Yes, this Hormone Imbalance Correcting Soup - Miso and Wakame Seaweed Soup with Tofu recipe is designed to be PCOS-friendly. At 150 calories per serving with 10g of protein, it supports balanced blood sugar and hormonal health. It also provides 2g of fiber, which helps with insulin sensitivity.

This recipe takes about 25 minutes total. Prep time is 10 minutes and cook time is 15 minutes. It makes 2 servings, so you can meal prep for multiple days.

Per serving: 150 calories, 10g protein (27%), 15g carbs, 5g fat. Plus 2g fiber. PCOS meal plans typically aim for 30% protein, 35% fat, 35% carbs to support insulin sensitivity.

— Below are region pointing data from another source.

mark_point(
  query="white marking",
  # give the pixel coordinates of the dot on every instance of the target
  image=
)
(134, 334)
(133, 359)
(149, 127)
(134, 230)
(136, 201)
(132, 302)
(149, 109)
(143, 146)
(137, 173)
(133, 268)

Yes, this recipe works well as a PCOS-friendly Dinner. At 150 calories, it fits within typical PCOS meal plan targets for Dinner. Pair it with other PCOS-friendly foods throughout the day for balanced nutrition.

This recipe can be part of a structured PCOS meal plan. It makes 2 servings, making it great for meal prep. For a complete weekly plan tailored to your PCOS type, take our free 60-second quiz at pcosmealplanner.com/pcos-quiz to get a personalized 7-day meal plan.